* [PATCH v2 net] qed: Don't collect too many protection override GRC elements
@ 2025-09-10 6:29 Jamie Bainbridge
2025-09-14 21:30 ` patchwork-bot+netdevbpf
0 siblings, 1 reply; 2+ messages in thread
From: Jamie Bainbridge @ 2025-09-10 6:29 UTC (permalink / raw)
To: Nimal Prabudoss, Jakub Kicinski, Manish Chopra, Andrew Lunn,
David S. Miller, Eric Dumazet, Paolo Abeni, Manish Rangankar,
Michal Kalderon, Ariel Elior
Cc: Jamie Bainbridge, netdev, linux-kernel
In the protection override dump path, the firmware can return far too
many GRC elements, resulting in attempting to write past the end of the
previously-kmalloc'ed dump buffer.
This will result in a kernel panic with reason:
BUG: unable to handle kernel paging request at ADDRESS
where "ADDRESS" is just past the end of the protection override dump
buffer. The start address of the buffer is:
p_hwfn->cdev->dbg_features[DBG_FEATURE_PROTECTION_OVERRIDE].dump_buf
and the size of the buffer is buf_size in the same data structure.

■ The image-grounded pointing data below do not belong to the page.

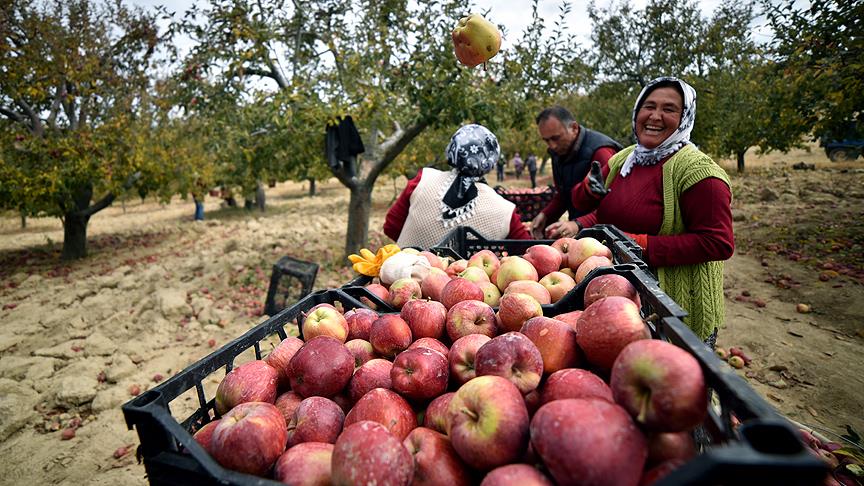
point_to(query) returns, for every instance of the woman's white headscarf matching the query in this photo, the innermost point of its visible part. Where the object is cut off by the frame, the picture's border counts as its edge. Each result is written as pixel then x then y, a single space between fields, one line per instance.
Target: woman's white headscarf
pixel 678 139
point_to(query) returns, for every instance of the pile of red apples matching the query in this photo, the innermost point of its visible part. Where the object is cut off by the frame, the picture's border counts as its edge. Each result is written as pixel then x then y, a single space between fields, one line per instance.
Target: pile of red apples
pixel 451 391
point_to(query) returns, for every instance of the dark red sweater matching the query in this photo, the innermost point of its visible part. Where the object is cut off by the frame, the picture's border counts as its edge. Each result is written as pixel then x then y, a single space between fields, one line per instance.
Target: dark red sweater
pixel 635 205
pixel 398 213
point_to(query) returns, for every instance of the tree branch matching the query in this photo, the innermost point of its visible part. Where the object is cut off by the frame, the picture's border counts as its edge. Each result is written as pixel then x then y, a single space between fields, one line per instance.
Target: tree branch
pixel 35 122
pixel 110 197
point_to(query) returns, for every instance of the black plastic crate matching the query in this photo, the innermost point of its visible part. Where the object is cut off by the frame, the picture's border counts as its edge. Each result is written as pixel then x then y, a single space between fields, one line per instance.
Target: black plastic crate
pixel 764 449
pixel 529 204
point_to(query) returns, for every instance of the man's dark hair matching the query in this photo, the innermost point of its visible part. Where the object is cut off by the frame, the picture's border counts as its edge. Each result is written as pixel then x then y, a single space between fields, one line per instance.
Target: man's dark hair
pixel 556 111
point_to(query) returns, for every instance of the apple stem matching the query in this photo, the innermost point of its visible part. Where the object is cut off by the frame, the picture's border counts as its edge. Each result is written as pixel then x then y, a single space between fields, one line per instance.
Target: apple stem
pixel 643 407
pixel 469 413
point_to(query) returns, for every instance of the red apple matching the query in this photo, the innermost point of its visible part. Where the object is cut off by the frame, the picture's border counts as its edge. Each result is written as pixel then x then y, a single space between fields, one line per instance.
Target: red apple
pixel 558 284
pixel 491 294
pixel 512 356
pixel 367 453
pixel 390 335
pixel 564 246
pixel 569 317
pixel 456 267
pixel 306 464
pixel 435 417
pixel 434 260
pixel 471 317
pixel 606 327
pixel 310 377
pixel 515 308
pixel 661 385
pixel 574 383
pixel 403 290
pixel 419 374
pixel 545 259
pixel 532 288
pixel 610 284
pixel 436 463
pixel 666 446
pixel 515 475
pixel 474 274
pixel 281 356
pixel 610 448
pixel 430 343
pixel 375 373
pixel 361 350
pixel 584 249
pixel 458 290
pixel 385 407
pixel 589 264
pixel 462 355
pixel 204 435
pixel 425 318
pixel 254 381
pixel 287 403
pixel 324 320
pixel 317 419
pixel 515 268
pixel 379 291
pixel 488 422
pixel 555 340
pixel 433 284
pixel 359 322
pixel 486 260
pixel 249 438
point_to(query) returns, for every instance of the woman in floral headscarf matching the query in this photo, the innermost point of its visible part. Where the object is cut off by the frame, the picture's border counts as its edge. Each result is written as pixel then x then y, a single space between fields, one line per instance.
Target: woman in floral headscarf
pixel 435 202
pixel 672 199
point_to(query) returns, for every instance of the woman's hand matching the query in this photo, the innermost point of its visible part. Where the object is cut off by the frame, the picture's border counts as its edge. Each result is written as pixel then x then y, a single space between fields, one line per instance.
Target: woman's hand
pixel 562 229
pixel 596 186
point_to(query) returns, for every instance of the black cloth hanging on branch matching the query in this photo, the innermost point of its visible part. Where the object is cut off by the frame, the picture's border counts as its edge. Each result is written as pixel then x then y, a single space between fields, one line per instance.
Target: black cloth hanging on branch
pixel 342 145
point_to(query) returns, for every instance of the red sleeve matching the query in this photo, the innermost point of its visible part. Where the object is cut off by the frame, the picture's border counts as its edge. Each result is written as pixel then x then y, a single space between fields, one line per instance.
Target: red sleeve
pixel 517 228
pixel 555 208
pixel 706 209
pixel 588 220
pixel 398 212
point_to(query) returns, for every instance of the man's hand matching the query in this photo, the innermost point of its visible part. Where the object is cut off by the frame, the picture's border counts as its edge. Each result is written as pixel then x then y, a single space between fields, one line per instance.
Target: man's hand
pixel 562 229
pixel 595 181
pixel 538 224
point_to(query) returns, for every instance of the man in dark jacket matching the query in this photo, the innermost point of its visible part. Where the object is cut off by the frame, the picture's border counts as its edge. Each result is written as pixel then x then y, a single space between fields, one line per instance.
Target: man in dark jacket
pixel 572 148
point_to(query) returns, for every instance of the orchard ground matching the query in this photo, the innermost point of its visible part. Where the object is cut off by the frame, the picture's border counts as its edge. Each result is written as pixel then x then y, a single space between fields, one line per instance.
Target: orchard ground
pixel 159 292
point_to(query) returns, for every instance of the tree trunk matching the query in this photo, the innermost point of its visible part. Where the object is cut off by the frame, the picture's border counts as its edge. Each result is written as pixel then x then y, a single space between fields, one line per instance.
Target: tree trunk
pixel 260 197
pixel 74 235
pixel 359 208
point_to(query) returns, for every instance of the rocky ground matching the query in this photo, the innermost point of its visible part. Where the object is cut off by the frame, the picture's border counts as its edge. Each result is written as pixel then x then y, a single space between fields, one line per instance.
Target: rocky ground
pixel 160 292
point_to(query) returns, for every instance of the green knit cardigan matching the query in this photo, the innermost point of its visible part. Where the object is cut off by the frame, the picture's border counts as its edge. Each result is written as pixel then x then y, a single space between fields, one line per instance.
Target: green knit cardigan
pixel 698 288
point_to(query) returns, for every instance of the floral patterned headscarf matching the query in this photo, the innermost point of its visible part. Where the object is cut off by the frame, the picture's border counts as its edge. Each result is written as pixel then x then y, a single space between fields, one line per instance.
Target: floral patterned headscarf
pixel 678 139
pixel 472 152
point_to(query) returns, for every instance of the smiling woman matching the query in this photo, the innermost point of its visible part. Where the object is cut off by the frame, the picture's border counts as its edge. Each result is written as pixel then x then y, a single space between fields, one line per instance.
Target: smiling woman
pixel 672 199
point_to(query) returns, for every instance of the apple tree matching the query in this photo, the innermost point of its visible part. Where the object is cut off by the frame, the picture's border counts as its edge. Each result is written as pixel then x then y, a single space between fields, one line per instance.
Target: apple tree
pixel 75 79
pixel 387 63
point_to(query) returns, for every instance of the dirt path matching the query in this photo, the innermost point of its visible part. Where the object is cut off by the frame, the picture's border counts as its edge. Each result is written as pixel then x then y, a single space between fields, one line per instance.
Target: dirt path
pixel 160 292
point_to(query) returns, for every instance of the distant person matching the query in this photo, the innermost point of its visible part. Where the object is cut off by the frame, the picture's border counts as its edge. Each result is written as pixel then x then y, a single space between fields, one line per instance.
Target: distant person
pixel 531 164
pixel 435 202
pixel 518 165
pixel 572 148
pixel 499 168
pixel 673 200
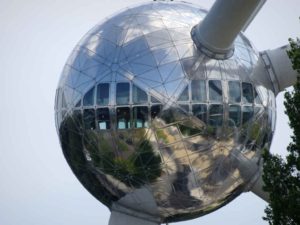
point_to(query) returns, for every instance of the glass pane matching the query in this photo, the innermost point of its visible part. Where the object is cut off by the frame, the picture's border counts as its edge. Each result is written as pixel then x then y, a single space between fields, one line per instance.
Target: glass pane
pixel 247 113
pixel 247 93
pixel 234 91
pixel 256 97
pixel 185 108
pixel 155 110
pixel 89 119
pixel 215 90
pixel 88 98
pixel 123 118
pixel 103 118
pixel 122 93
pixel 154 100
pixel 102 94
pixel 184 95
pixel 138 95
pixel 140 116
pixel 216 115
pixel 234 115
pixel 198 90
pixel 201 112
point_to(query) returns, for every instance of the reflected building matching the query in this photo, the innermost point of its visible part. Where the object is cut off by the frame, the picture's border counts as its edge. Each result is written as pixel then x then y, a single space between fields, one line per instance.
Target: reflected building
pixel 153 125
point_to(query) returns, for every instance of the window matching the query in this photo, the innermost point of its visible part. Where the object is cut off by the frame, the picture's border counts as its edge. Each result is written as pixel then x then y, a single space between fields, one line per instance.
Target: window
pixel 138 95
pixel 256 97
pixel 102 94
pixel 89 119
pixel 184 95
pixel 216 115
pixel 123 118
pixel 234 90
pixel 184 108
pixel 234 115
pixel 154 100
pixel 122 93
pixel 200 111
pixel 215 90
pixel 103 119
pixel 140 116
pixel 247 93
pixel 247 113
pixel 198 90
pixel 88 98
pixel 155 110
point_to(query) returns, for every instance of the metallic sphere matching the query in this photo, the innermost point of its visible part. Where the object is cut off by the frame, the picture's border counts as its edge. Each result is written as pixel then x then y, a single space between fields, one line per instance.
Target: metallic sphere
pixel 149 123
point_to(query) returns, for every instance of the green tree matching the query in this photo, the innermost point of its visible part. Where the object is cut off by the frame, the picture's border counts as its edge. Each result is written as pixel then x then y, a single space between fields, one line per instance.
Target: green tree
pixel 282 176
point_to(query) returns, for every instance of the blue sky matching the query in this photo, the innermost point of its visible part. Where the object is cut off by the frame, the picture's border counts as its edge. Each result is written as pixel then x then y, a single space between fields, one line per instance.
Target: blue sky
pixel 37 186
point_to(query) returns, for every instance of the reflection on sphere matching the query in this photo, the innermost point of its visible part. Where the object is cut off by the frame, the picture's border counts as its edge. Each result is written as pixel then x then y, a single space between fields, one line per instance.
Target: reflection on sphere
pixel 145 120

The panic can be arrived at from either the qede Ethernet driver path:
[exception RIP: qed_grc_dump_addr_range+0x108]
qed_protection_override_dump at ffffffffc02662ed [qed]
qed_dbg_protection_override_dump at ffffffffc0267792 [qed]
qed_dbg_feature at ffffffffc026aa8f [qed]
qed_dbg_all_data at ffffffffc026b211 [qed]
qed_fw_fatal_reporter_dump at ffffffffc027298a [qed]
devlink_health_do_dump at ffffffff82497f61
devlink_health_report at ffffffff8249cf29
qed_report_fatal_error at ffffffffc0272baf [qed]
qede_sp_task at ffffffffc045ed32 [qede]
process_one_work at ffffffff81d19783
or the qedf storage driver path:
[exception RIP: qed_grc_dump_addr_range+0x108]
qed_protection_override_dump at ffffffffc068b2ed [qed]
qed_dbg_protection_override_dump at ffffffffc068c792 [qed]
qed_dbg_feature at ffffffffc068fa8f [qed]
qed_dbg_all_data at ffffffffc0690211 [qed]
qed_fw_fatal_reporter_dump at ffffffffc069798a [qed]
devlink_health_do_dump at ffffffff8aa95e51
devlink_health_report at ffffffff8aa9ae19
qed_report_fatal_error at ffffffffc0697baf [qed]
qed_hw_err_notify at ffffffffc06d32d7 [qed]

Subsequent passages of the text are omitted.